“All my poet friends mourned when Paul told us he’d be going into law, so soon after he appeared on the scene as a supernova. ‘No fear. The blue light. My breath washing out in the air.’ Yes. He came out strengthened. Grown in imagination. Bigger in his lucid scanning of America. Rejuvenating. To read him is a delight.” - Tomaz Salamun
“I ‘this is an anecdotal phenomenology’ and looked up the derivation of ‘thing given out.’ These poems keep giving and giving out; anecdotes evaporate and recrudesce in a different form, in new detail. Meaning emerges as each observation defamiliarizes the next and the prior. An epistemology punctured with an affectionate loathing opens out into love. Agonized, startled, startling wit. Truthtelling that fails because it’s truthful. These poems leave me alert to the floating world. Welcome Paul Killebrew, tabula rascal.” - Catherine Wagner
“[Killebrew] plunges us into a world we inhabit but seldom notice, forcing its horror on us but also reminding us why we go on coping with it, why we’re in it for the long haul, wherever the carpool takes us.” - John Ashbery
I love "Actually Present" which, incidentally, is reprinted in his new book with different (better!) line breaks. Here's an excerpt:
"My heart wasn't in it, I think you knew even then, but I wanted to rearrange thin bars of thought into a ladder- like system of total devotion to the present in its fabulous vanity. You were beautiful to me, your lapel against your chin and the orange light flinging itself from your mouth. At the top of the hill you could see all four walls, it was windy, the creemony was invested with deepening resolve, reflection, amazement, cast out of the boredom at the center of all things."
The best poems go beyond the sometimes hollow-seeming phrasing to make that hollowness a precursor for some kind of subtle revelation. Makes me feel like I should read more John ("Fucking") Ashbery.

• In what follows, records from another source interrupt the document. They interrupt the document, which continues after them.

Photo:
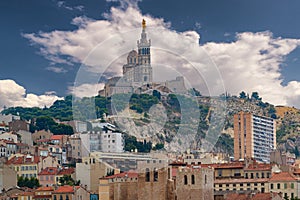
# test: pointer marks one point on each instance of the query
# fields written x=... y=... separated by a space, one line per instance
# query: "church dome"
x=132 y=57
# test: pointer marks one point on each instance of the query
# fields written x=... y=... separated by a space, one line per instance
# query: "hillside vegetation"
x=288 y=119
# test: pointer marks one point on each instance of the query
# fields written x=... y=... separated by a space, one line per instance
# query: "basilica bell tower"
x=144 y=74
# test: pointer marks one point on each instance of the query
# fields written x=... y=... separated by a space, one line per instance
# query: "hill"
x=171 y=125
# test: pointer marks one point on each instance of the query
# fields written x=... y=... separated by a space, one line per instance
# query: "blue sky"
x=216 y=22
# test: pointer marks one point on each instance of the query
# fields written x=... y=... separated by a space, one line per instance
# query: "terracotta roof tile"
x=129 y=174
x=232 y=165
x=49 y=171
x=66 y=171
x=44 y=188
x=18 y=160
x=283 y=176
x=259 y=167
x=65 y=189
x=241 y=180
x=56 y=137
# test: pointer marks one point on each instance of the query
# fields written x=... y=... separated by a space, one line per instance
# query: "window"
x=185 y=179
x=155 y=175
x=219 y=172
x=193 y=179
x=147 y=175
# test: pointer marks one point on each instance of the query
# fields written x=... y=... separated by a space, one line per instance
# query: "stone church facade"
x=138 y=72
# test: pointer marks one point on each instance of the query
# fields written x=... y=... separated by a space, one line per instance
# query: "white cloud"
x=251 y=63
x=198 y=25
x=62 y=4
x=13 y=94
x=56 y=69
x=86 y=90
x=126 y=3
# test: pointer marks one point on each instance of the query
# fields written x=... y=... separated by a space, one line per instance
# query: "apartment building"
x=254 y=137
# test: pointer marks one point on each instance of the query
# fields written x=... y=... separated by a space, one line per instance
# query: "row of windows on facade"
x=26 y=168
x=249 y=175
x=155 y=175
x=278 y=185
x=241 y=189
x=48 y=178
x=60 y=197
x=144 y=51
x=28 y=175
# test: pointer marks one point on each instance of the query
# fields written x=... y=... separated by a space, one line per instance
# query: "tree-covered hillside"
x=95 y=107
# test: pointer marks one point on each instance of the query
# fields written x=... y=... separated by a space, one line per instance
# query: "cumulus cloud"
x=252 y=62
x=62 y=4
x=56 y=69
x=13 y=94
x=86 y=90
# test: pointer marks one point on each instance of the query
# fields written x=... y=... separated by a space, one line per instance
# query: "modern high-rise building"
x=254 y=137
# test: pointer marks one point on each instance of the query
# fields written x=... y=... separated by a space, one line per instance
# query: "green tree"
x=68 y=180
x=156 y=94
x=255 y=96
x=26 y=182
x=243 y=95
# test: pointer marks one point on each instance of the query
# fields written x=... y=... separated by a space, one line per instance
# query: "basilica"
x=138 y=75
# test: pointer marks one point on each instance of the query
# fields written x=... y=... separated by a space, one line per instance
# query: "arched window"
x=185 y=179
x=193 y=179
x=147 y=175
x=155 y=175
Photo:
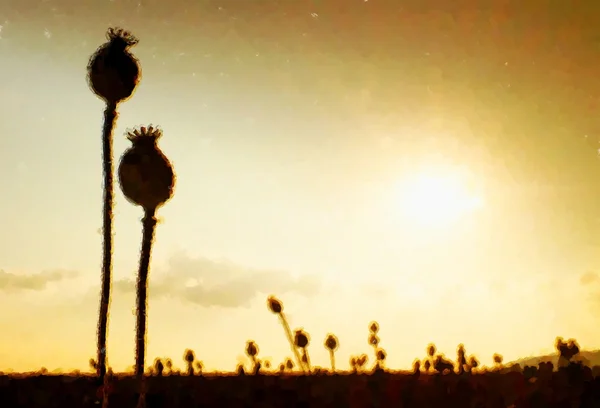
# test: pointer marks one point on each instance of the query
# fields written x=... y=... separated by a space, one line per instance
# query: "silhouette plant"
x=566 y=351
x=497 y=358
x=429 y=364
x=252 y=352
x=473 y=363
x=331 y=344
x=199 y=367
x=362 y=361
x=169 y=366
x=276 y=307
x=113 y=74
x=301 y=341
x=441 y=364
x=289 y=364
x=158 y=367
x=461 y=359
x=147 y=179
x=190 y=357
x=380 y=354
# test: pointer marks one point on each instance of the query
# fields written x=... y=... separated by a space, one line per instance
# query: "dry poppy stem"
x=110 y=118
x=288 y=332
x=332 y=359
x=149 y=226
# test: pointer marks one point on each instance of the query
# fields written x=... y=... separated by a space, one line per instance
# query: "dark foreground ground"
x=573 y=386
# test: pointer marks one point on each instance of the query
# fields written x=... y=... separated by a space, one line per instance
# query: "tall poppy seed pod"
x=113 y=72
x=147 y=179
x=251 y=349
x=301 y=339
x=331 y=344
x=145 y=174
x=274 y=305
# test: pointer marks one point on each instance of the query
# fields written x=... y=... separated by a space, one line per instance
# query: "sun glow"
x=436 y=199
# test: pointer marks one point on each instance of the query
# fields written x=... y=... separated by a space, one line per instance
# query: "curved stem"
x=306 y=358
x=332 y=359
x=149 y=225
x=110 y=118
x=288 y=332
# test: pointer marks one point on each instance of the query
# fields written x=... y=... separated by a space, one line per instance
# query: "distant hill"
x=589 y=358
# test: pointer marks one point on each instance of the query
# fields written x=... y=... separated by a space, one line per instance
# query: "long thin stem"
x=332 y=359
x=149 y=225
x=288 y=332
x=306 y=358
x=110 y=118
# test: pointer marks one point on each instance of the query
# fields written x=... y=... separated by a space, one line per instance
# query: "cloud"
x=10 y=282
x=205 y=282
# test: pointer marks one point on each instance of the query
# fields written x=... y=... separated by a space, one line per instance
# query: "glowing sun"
x=434 y=200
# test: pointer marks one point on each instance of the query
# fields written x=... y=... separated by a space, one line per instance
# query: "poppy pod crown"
x=113 y=72
x=145 y=174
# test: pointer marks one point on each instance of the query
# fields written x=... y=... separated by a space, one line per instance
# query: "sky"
x=429 y=165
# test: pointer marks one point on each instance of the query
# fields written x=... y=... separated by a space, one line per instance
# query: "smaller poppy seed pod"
x=275 y=305
x=145 y=174
x=331 y=342
x=113 y=72
x=289 y=364
x=189 y=356
x=251 y=349
x=301 y=339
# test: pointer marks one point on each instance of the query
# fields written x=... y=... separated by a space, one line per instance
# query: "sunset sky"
x=431 y=165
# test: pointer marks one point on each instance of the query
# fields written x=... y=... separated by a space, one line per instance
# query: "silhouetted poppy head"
x=331 y=342
x=251 y=349
x=189 y=356
x=146 y=176
x=113 y=72
x=274 y=305
x=301 y=338
x=427 y=365
x=289 y=364
x=373 y=340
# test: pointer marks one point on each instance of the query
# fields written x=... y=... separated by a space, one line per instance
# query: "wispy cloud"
x=11 y=282
x=205 y=282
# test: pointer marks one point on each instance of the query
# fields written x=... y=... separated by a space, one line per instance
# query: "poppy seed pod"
x=251 y=349
x=145 y=174
x=275 y=305
x=331 y=342
x=113 y=72
x=189 y=356
x=301 y=339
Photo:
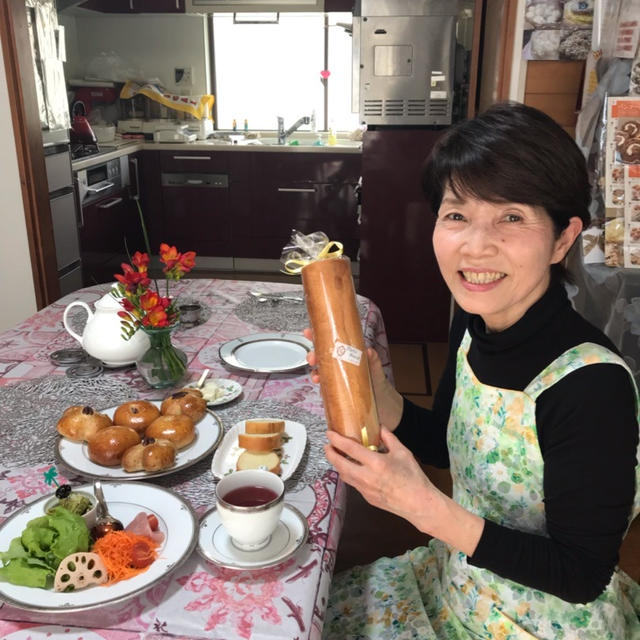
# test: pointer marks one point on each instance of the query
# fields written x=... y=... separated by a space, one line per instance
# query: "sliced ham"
x=140 y=526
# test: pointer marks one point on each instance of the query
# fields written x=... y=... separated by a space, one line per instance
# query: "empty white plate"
x=214 y=544
x=267 y=352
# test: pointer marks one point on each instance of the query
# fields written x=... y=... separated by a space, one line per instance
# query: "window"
x=263 y=71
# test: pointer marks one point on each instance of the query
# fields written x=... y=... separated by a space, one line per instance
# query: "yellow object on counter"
x=197 y=106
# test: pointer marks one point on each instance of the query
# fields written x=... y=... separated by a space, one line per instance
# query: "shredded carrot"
x=115 y=550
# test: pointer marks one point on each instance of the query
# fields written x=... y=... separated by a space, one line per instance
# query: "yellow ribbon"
x=332 y=249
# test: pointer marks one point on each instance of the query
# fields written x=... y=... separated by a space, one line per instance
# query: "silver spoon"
x=104 y=521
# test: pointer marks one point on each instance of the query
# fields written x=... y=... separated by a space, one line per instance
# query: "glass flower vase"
x=162 y=365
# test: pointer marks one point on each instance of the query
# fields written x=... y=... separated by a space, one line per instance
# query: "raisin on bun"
x=138 y=415
x=80 y=423
x=186 y=402
x=178 y=429
x=108 y=445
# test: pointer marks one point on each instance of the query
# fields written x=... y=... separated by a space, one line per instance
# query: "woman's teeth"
x=483 y=277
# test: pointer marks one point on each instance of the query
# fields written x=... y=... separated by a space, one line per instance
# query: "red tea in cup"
x=249 y=496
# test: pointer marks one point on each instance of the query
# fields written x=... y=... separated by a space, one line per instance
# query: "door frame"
x=18 y=63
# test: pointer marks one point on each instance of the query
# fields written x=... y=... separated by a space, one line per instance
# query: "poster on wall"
x=557 y=29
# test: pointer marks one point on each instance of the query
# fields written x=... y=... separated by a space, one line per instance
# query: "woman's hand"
x=388 y=401
x=395 y=482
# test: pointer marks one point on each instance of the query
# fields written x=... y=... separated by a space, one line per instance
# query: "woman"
x=536 y=415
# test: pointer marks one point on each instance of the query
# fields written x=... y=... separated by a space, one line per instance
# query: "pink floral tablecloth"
x=197 y=600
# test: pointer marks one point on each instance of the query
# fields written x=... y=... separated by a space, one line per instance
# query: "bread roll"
x=260 y=441
x=178 y=429
x=269 y=461
x=138 y=415
x=80 y=423
x=107 y=446
x=345 y=382
x=149 y=455
x=187 y=402
x=264 y=426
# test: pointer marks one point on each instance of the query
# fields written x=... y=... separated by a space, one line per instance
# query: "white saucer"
x=214 y=544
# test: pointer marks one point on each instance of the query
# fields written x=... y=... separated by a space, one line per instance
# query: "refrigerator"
x=408 y=88
x=48 y=53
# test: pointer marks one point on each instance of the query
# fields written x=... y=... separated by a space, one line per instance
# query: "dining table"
x=197 y=598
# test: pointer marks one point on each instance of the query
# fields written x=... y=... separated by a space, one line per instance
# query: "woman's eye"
x=513 y=217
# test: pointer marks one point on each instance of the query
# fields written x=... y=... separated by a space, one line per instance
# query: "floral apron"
x=497 y=469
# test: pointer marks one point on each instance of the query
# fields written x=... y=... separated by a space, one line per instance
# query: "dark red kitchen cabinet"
x=135 y=6
x=398 y=269
x=306 y=192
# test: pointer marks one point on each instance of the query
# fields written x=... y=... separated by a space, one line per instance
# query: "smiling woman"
x=528 y=544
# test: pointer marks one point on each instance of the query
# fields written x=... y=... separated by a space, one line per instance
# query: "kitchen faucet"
x=282 y=134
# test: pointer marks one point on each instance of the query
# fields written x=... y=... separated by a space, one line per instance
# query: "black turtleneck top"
x=588 y=435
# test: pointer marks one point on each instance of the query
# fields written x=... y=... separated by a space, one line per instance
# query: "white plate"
x=74 y=455
x=231 y=388
x=124 y=500
x=225 y=458
x=267 y=352
x=214 y=544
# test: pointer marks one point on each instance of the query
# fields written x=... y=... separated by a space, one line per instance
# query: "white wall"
x=155 y=44
x=17 y=291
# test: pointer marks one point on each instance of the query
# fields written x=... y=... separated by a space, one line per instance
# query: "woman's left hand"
x=393 y=481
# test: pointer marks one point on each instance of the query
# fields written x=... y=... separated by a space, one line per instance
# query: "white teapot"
x=102 y=336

Fresh meditations, the kitchen sink style lyric about an inner life not un-touched by what is rural. Would be an important mind-opener for a few undergrads I could think of.
Lacks the coherence of the more accomplished Ethical Consciousness but keeps the vivacity, so you end up with a neon blur. This is most notable in "Forget Rita," which narrative stabs notwithstanding fails to be more than a number of above-average riffs.